Campaign for yuan’s recognition
The recent signing of the memorandum of understanding between the Bangko Sentral ng Pilipinas and some of the country’s biggest banks for the establishment of a Philippine peso-Chinese yuan (or renminbi) spot trading market is proof of China’s financial clout in the Asian region.
Through that facility, the conversion of the peso and yuan to each other’s currency can be done without first being converted to their equivalent in US dollars.
The spot market will make transactions between the two countries faster, cheaper and more efficient because the friction costs arising when foreign currencies are valued against each other are eliminated.
This arrangement will be a boon to local banks that handle financial transactions between Philippine companies engaged in export-import and other businesses with Chinese companies.
With the initiation of the peso-yuan spot market, the Philippines joins a list of countries that have entered into similar arrangements with China.
These countries are either recipients of huge financial grants from China, or are heavy borrowers of Chinese financial institutions, or are major trading partners of Chinese companies.
Under these circumstances, it makes good business sense for the concerned countries to eliminate the intermediary step of US dollar conversion in determining the value of their respective currencies.
For China, however, the business efficiency factor in these arrangements does not appear to be the end-all; it’s merely secondary to its unabashed ambition to make the yuan a major currency for world trade.

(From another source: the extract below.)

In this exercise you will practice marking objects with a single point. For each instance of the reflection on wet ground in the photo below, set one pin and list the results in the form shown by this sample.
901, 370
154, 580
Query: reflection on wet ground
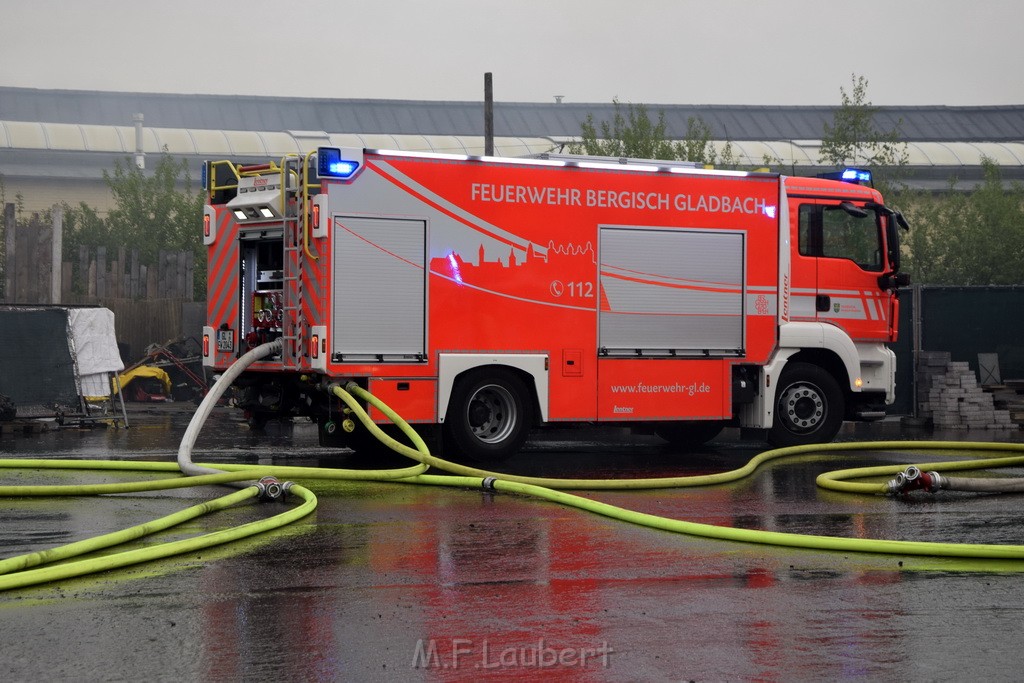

Despite China being the second largest economy in the world, the yuan does not enjoy the status of a global or reserve currency—the money countries or people would like to have in their coffers for international transaction or foreign exchange reserve purposes.
In the foreign exchange market, that standing is enjoyed, in the order of their tradability and acceptance, by the US dollar, euro, Japanese yen, British pound, Canadian dollar and Swiss franc.
Although in 2016 the International Monetary Fund included the yuan in its basket of currencies for determining special drawing rights (or currencies recognized as part of member countries’ official foreign exchange reserves), China’s currency has a long way to go before it gains acceptance as an international reserve currency.
In the Philippines, if given a choice, the ordinary overseas Filipino worker would, after the currency of the country where he or she is working, probably prefer to keep his or her earnings in US dollars, euro or Japanese yen rather than the unknown yuan.
The slow (if not difficult) recognition of the yuan as a reserve currency has been attributed by some international financial analysts to the lack of transparency in China.
For international investors, transparency in key financial data and its sources, including government economic policies, is essential in determining if the declared worth of a country’s currency can be trusted or the statistics on which that value rests are genuine and not falsified.
Note that the countries whose currencies are actively traded in foreign exchange markets are democratic and promote, among others, the free exchange of information among their citizens.
That’s not the case with China. Its Communist Party governs with an iron hand and controls the kind of information that can be shared with its citizens or the international community.
Without any means of independently verifying the veracity of China’s financial reports, the international financial community has no choice but take them at their face value and make investment decisions on that basis. And that is not exactly comforting.
By agreeing to the direct conversion of the peso to the yuan, and vice versa, the Philippines is, in effect, sending the message to the international financial community that the yuan is trustworthy and worth its declared value vis-à-vis the peso.
Only time and China’s future actions will tell if the yuan will accomplish its objective to be recognized as a global or reserve currency.